Author: Helena Luckhurst
This article is taken from Helena Luckhurst’s blog The Wealth Lawyer UK.
The UK’s Autumn Budget contained a welcome lack of new measures affecting the capital gains taxation of offshore (i.e. non-UK) trusts. However, there are Capital Gains Tax changes waiting in the wings, already announced, coming into effect on 6 April 2018. There may be steps that UK resident non-doms and their trustees ought to be taking ahead of these changes if they want to reduce their overall exposure to UK taxes. Three key changes and planning points are summarised below:
This change means that, for UK resident beneficiaries, the offshore trust’s pool of untaxed gains realised by the trustees will not be depleted if distributions are made to, or benefits received by, non-UK resident beneficiaries.
The new rules apply both to capital payments (i.e. distributions or benefits) made after 5 April 2018 and pre-6 April 2018 capital payments that have not yet been matched to gains. Therefore, if offshore trusts are likely to be used to benefit UK resident beneficiaries in future, consider taking steps before 5 April 2018 to reduce the gains pool, or realise gains and match them off while it may be more beneficial to do so. Unmatched capital payments to any beneficiary who is, or could be, UK resident should cause alarm bells to ring. There are special rules for beneficiaries who are either only temporarily non-UK resident or UK resident, so watch out for those.

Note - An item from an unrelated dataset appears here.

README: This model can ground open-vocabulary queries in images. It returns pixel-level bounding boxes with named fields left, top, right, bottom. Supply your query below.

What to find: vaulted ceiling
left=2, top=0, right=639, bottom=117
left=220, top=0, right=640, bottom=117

From 6 April 2018, offshore trustees must have a commanding knowledge of their clients’ family trees, certainly where there is a UK tax resident settlor. These will demand extra special care because any capital payments to a close family member of the settlor (generally meaning the settlor’s spouse, cohabitee or minor children) will be treated for UK tax purposes as though the capital payment had been made direct to the settlor instead. Unless the settlor can claim the remittance basis of taxation in respect of a capital payment received abroad, income and gains matched to the payment will be taxable on the settlor. Watch out, therefore, for deemed domiciled settlors, who will not be able to claim the remittance basis and will not be best pleased if unexpected capital payments are made to close family members.

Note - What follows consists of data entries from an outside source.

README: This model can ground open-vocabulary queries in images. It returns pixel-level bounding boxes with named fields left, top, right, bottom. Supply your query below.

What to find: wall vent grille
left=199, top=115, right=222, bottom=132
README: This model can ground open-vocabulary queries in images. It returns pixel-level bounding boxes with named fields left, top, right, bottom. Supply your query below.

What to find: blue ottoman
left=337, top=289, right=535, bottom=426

The draft legislation has turned out to be not as draconian as once feared but these new rules will still need careful watching. Trustees may want to ensure, if a capital payment is made to a non-UK resident beneficiary, or a UK resident beneficiary who is a remittance basis user, and (unless the settlor is not UK resident) who is not a close family member of the settlor (as then the above rules will be engaged), that there are no plans to make an onward gift of that capital payment to a UK resident beneficiary. The onward gift has to be after 5 April 2018 (and there is no time limit to the making of the onward gift) but the receipt of the capital payment can be pre- or post-April 2018. However, at the time of receipt of the capital payment, there has to be an intention, or arrangements, for some or all of the capital payment to be passed to a UK resident recipient, and the recipient does of course have to be UK resident at the time of receipt in order to be taxable to UK tax. Therefore gifts of funds unrelated to the capital payment should still be fine but it may prove difficult to prove a negative, i.e. an absence of intention. It is also not clear from the legislation whose intention is relevant!
If onward gifts of capital payments are in contemplation, both the capital payment and onward gift should be completed before 6 April 2018.